A second, equally important question pertains to the effects of PTH on other metabolic substrates. As indicated above, Esen demonstrates that PTH suppresses the oxidation of glucose in the TCA cycle, while concomitantly inducing a seemingly paradoxical increase in the oxygen consumption rate. The most plausible explanation for these data is that PTH favors the oxidation of another substrate to generate ATP. Recent studies from the Long laboratory⁽³⁹⁾ and our own⁽⁴⁰⁾ have identified glutamine and fatty acids, respectively, as potential energy sources utilized by osteoblasts. Fatty acid oxidation, in particular, is sensitive to cyclic AMP/PKA signaling^{(41, 42)}, which is activated by PTH, and in our hands, pharmacological inhibition of β-oxidation impairs osteoblast differentiation in vitro⁽⁴⁰⁾. Whether glutamine metabolism is responsive to the activation of similar signaling pathways is less clear but deserving of further study.

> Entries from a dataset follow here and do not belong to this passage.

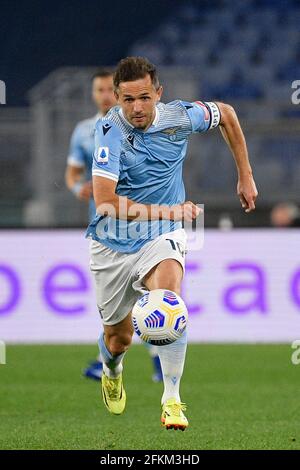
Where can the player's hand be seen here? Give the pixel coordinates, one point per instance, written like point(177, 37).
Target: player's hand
point(86, 191)
point(247, 192)
point(187, 211)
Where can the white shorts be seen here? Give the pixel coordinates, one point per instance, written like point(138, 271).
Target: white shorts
point(119, 276)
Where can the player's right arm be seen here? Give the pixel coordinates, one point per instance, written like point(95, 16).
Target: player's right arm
point(76, 168)
point(106, 165)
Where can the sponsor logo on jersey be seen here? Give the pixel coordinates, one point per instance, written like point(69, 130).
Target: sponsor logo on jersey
point(206, 112)
point(102, 154)
point(171, 133)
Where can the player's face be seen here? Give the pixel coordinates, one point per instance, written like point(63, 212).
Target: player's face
point(103, 93)
point(138, 100)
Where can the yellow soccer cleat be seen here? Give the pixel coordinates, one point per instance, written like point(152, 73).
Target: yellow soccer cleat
point(113, 393)
point(172, 415)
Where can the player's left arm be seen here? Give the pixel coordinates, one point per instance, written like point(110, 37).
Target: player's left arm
point(234, 137)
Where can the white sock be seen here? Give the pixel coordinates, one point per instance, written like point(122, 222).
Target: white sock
point(172, 357)
point(112, 365)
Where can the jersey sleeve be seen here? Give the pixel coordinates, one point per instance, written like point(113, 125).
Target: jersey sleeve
point(108, 140)
point(76, 155)
point(204, 115)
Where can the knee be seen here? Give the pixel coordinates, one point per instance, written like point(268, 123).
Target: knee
point(168, 275)
point(173, 285)
point(119, 344)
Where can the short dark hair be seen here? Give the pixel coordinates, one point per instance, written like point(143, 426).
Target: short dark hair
point(134, 68)
point(102, 73)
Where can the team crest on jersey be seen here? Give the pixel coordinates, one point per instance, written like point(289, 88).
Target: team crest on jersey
point(171, 133)
point(102, 154)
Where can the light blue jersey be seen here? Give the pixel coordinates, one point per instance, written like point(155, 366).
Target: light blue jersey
point(82, 151)
point(147, 167)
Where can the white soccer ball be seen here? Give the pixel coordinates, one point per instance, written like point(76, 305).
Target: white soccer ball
point(159, 317)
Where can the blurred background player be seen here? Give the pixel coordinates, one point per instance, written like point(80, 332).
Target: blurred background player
point(285, 215)
point(78, 178)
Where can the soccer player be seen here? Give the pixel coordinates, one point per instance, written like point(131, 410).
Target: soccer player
point(79, 177)
point(140, 198)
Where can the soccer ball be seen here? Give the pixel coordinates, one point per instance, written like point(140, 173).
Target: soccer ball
point(159, 317)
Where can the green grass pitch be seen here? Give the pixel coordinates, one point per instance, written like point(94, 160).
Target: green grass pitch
point(238, 397)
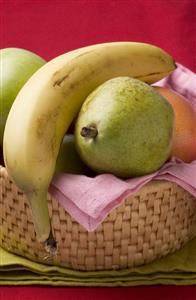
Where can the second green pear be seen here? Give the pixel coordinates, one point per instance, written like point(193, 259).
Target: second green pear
point(125, 128)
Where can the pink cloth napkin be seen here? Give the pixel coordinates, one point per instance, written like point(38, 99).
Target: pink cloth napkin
point(89, 200)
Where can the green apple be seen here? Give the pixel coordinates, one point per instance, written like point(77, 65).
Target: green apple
point(16, 67)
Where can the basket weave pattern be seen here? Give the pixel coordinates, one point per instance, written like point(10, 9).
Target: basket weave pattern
point(156, 221)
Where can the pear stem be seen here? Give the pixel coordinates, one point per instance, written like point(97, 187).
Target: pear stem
point(89, 132)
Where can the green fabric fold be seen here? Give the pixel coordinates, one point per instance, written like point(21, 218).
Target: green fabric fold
point(176, 269)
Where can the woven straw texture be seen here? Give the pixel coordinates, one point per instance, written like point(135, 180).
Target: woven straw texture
point(156, 221)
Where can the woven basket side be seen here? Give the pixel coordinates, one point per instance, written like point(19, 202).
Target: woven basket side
point(156, 221)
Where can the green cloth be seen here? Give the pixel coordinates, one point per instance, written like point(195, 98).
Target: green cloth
point(176, 269)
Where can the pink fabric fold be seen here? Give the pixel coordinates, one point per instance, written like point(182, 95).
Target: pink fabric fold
point(89, 200)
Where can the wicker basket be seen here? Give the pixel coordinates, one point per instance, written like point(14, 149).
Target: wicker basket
point(156, 221)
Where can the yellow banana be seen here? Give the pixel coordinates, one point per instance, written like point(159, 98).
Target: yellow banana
point(51, 99)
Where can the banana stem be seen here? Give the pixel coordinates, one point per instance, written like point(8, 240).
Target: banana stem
point(38, 203)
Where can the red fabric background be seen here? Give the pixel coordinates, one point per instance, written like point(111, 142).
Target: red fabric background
point(51, 27)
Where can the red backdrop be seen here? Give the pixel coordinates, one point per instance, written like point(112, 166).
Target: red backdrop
point(51, 27)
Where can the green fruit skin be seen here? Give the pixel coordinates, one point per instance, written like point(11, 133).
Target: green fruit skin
point(135, 126)
point(16, 67)
point(68, 160)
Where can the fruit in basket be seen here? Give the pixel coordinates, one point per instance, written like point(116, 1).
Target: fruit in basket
point(16, 67)
point(52, 99)
point(184, 137)
point(68, 160)
point(125, 128)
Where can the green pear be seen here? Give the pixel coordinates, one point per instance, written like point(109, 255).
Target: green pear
point(16, 67)
point(125, 128)
point(68, 160)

Finally, Esen’s work begs the question of how the utilization of glucose by osteoblasts in response to PTH contributes to the overall glycemic control of an organism. Recent studies suggest that the osteoblast directly contribute to the clearance of circulating glucose in mouse models^{(20, 21)}, while bone turnover, an established response to PTH, may contribute to the bio-activation of endocrine osteocalcin⁽¹⁷⁾. Moreover, a recent small randomized controlled trial suggested that intermittent PTH (1–84) administration reduced fasting plasma glucose levels in postmenopausal osteoporotic non-diabetic women⁽⁴³⁾. However, this effect may have been mediated by alterations in serum osteocalcin levels rather than PTH-induced glucose uptake, as a separate study in postmenopausal women with primary hyperparathyroidism indicated that fasting plasma glucose was related to bone mineral density but not the levels of PTH⁽⁴⁴⁾. Undertaking such studies would likely require the development of a genetic model in which glucose acquisition is eliminated at multiple points along the osteoblast linage.

In summary, the study by Esen et al.⁽²⁷⁾ provides new insights into PTH’s mode of action by expanding its functional role to cellular biogenetics. Conceptually, the study is a prime example of the state of the field of bone science, which is increasingly recognizing the importance of understanding the integrative biological role of the skeleton and the importance of metabolic programming in cellular function. Continuation of this line of experimentation will certainly expand our understanding of skeletal physiology and may ultimately aid in the management of metabolic disease on multiple levels.